It’s all about your attitude

Some lessons on how to confidently assimilate oneself into a new family and milieu

April 01, 2018 12:00 am | Updated 12:00 am IST

I was to tie the knot in a few weeks, and as most young women would at that stage, I had the wedding jitters. I didn’t know my new family at all. To add to my anxieties, their culture and customs were very different from mine.

Though the precursors had been positive, I was nervous. I am sure it would have been the same had it been an arranged match. I was to be an important member of the new family, a daughter-in-law! With tonnes of expectations and prejudices against this role in society, I was feeling rather antsy.

Also, my husband and I belong to geographically opposite ends of the country, to the “Two States” but in the opposite configuration. I bring in the beats of Bhangra and my better half the thaalam of Bharatanatyam, to the conjugal dance.

Not unique in today’s age, as far as we are concerned. But special still I guess, considering the curiosity we arouse in people around us.

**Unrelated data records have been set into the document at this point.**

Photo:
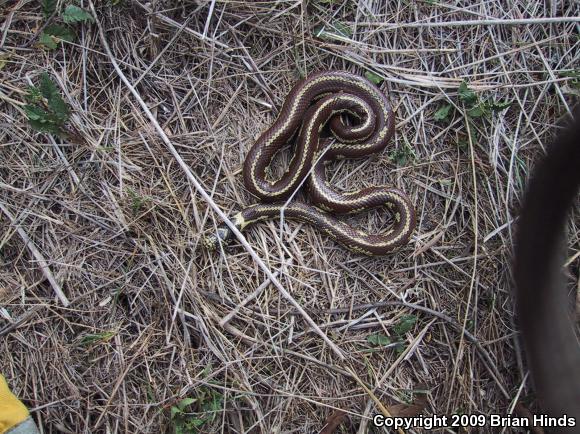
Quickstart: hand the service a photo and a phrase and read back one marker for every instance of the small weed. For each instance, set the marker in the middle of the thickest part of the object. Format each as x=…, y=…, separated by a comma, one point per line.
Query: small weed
x=96, y=338
x=63, y=29
x=190, y=414
x=402, y=155
x=476, y=108
x=46, y=110
x=335, y=30
x=404, y=325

Once they are a little familiar with us, they want to know how it all did happen! While meeting diverse sets of people is commonplace in metropolitan cities, most people want to know the reactions of our parents. And get rather disappointed when we tell them it was all peaceful and smooth. Some don’t believe it. For, how could our parents be so accepting is what many wonder aloud.

There are many young couples caught in the crossfire of parents’ egos, in such situations; all in the name of family honour!

Going by this standard, then, our parents (and all such) need to be hailed for their practical and mature outlook in life. Relationships are based on human sentiments and mutual responses at the end of the day. And it all begins with one’s attitude, isn’t it? Fortunately our parents live this reality.

As for my husband and me, after knowing each other for some time, we decided to formalise our relationship. We broke the news to our parents, individually. And before we knew it, my father had flown down to meet my father-in-law. And the venue and menu were frozen in the very first meeting as the next logical step.

My father-in-law even called me to check if I wanted a lehnga instead of a saree, for the wedding ceremony. With such love coming my way, did I even want to assert?

Soon the big day arrived and it all went off well with lots of happiness and a little anxiety. When our parents had taken a positive stance, nobody in the extended family really cared or dared to behave otherwise. There was novelty, fun and joy all around.

And my in-laws welcomed me with much warmth and love. Needless to say, it was a great beginning. Right from ensuring that there were food options for me, to letting me be myself even in appearance and dress. I was accepted as an individual.

I took my time to assimilate myself into the new family and its culture. Today, sambar sadam is as dear to me (if not more) as is rajma-chawal . And I think this is what you call the best of both worlds.

I wonder if Norman Vincent Peale was inspired by my parents and parents-in-law when he said, “Any fact facing us is not as important as our attitude towards it, for that determines our success or failure.”